Ansonsten werde ich diverse Fallen auf der Ebene verteilen und mich dabei von Dungeonscape inspirieren lassen. Als kleines Schmankerl treffen die SC auf dieser Ebene außerdem auf eine weitere Fraktion: In den Gebieten 37, 39 und 40 hat sich eine Expedition vom Esoterischen Orden der kosmischen Weisheit niedergelassen, eine Splitterfraktion der Magiergilde von Freeport, die einen Kult um ein Wesen betreiben, das sie das "kriechende Chaos" nennen. Tatsächlich gibt es in dem Verlies Verbindungen zu einer merkwürdigen Paralleldimension voller tentakelbewährter Scheusale. Diese Verbindungen befinden sich einerseit in Gebiet 36, wo sich hinter einer Geheimtür ein Korridor mit einem violett wirbelnden Portal befindet. Der zweite Zugang ist ein bodenloses Loch in Gebiet 56, in dem einige Grells hausen, und an dessen Grund sich ein weiteres Portal befindet. Diese Portale führen auf eine Halbebene, die von Wahnsinn, Chaos und Tentakeln beherrscht wird.
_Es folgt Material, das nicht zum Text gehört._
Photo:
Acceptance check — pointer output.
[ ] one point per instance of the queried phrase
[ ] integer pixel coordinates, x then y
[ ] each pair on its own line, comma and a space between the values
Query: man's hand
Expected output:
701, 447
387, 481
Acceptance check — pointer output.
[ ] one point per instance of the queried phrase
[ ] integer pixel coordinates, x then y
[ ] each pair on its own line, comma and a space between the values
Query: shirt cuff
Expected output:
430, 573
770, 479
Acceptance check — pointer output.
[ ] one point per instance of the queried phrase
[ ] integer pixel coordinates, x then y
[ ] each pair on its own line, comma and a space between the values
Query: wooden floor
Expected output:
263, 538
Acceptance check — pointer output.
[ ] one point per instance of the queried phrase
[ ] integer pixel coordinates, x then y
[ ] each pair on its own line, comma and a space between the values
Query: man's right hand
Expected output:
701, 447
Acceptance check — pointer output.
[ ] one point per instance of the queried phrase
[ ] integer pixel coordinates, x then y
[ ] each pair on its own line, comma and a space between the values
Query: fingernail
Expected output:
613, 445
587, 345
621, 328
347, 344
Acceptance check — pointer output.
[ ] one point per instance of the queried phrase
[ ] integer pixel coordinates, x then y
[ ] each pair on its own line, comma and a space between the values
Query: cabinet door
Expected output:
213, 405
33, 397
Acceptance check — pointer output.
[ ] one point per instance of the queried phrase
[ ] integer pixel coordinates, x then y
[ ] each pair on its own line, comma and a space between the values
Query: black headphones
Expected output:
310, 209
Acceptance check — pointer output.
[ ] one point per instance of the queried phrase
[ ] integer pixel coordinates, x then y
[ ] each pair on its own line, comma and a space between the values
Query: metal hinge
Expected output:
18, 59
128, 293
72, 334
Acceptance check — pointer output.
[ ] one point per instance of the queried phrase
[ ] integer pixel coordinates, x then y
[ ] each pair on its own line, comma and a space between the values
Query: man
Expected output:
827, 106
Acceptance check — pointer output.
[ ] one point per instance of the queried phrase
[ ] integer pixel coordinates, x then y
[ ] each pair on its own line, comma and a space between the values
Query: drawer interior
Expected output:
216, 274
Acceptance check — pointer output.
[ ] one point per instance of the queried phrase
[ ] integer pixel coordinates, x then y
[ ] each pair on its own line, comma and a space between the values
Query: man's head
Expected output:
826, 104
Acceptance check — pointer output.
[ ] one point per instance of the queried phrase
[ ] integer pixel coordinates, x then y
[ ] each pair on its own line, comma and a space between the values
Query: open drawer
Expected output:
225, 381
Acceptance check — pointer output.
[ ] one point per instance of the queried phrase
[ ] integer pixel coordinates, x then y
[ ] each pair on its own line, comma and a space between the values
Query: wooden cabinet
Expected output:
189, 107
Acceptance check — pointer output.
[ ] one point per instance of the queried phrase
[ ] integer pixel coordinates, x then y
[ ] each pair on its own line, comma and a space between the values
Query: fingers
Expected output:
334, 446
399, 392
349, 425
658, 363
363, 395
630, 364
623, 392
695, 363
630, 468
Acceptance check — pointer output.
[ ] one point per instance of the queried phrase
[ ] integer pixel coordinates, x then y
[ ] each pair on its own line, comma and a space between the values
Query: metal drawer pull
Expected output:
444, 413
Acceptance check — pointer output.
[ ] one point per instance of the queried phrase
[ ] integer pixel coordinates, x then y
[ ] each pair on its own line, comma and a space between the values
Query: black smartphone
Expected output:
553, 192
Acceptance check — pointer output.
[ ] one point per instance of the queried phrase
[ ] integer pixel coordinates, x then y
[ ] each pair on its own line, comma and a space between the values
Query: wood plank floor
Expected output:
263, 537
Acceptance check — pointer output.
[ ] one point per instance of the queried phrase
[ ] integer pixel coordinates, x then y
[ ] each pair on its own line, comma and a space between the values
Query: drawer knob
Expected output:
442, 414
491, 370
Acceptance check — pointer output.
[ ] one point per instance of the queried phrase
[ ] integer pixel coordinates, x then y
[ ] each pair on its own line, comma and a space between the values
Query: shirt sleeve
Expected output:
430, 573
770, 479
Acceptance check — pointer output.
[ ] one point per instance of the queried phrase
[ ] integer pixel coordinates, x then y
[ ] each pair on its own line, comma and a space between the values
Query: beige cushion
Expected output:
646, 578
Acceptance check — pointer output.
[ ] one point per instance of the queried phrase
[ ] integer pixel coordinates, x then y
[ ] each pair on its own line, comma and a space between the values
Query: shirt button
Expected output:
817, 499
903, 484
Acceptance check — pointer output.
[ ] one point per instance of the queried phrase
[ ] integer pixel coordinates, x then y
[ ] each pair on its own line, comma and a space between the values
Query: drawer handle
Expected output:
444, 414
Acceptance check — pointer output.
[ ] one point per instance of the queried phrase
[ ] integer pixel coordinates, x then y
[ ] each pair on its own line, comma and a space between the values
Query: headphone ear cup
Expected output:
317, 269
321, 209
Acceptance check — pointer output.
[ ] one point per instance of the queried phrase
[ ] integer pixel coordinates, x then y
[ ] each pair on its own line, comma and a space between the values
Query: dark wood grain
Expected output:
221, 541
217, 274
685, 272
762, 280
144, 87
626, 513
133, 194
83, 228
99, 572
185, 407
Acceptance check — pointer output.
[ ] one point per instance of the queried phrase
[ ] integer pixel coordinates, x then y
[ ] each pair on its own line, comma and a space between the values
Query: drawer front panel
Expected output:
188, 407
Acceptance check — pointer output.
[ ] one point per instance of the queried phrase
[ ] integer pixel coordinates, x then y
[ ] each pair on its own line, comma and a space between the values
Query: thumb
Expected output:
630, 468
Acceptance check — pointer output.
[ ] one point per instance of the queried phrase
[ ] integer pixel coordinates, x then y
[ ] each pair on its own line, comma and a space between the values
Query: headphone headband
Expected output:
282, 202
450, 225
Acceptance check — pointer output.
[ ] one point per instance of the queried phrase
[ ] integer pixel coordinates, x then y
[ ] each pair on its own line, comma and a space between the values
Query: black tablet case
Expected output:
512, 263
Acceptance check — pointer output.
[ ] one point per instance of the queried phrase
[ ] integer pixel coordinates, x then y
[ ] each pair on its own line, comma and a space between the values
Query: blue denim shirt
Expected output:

Dieser Teil des Abenteuers ist rein optional und wird mit einigen unorthodoxen Belohnungen aufwarten, falls die SC diesen Teil des Dungeons erkunden wollen.

Da es sich bei den Kultisten des esoterischen Ordens teilweise um in Freeport relativ bekannt Personen handelt, wird es vor der Reise zum Tempel möglich sein, Hinweise auf diese Expedition zu erhalten. Eventuell wird es auch das eine oder andere Sidequest in Bezug auf die Expedition geben, allerdings bin ich in diesem Punkt noch unentschlossen (und habe keine konkreten Ideen).

Soviel fürs Erste, sobald ich mehr Zeit habe, geht es weiter.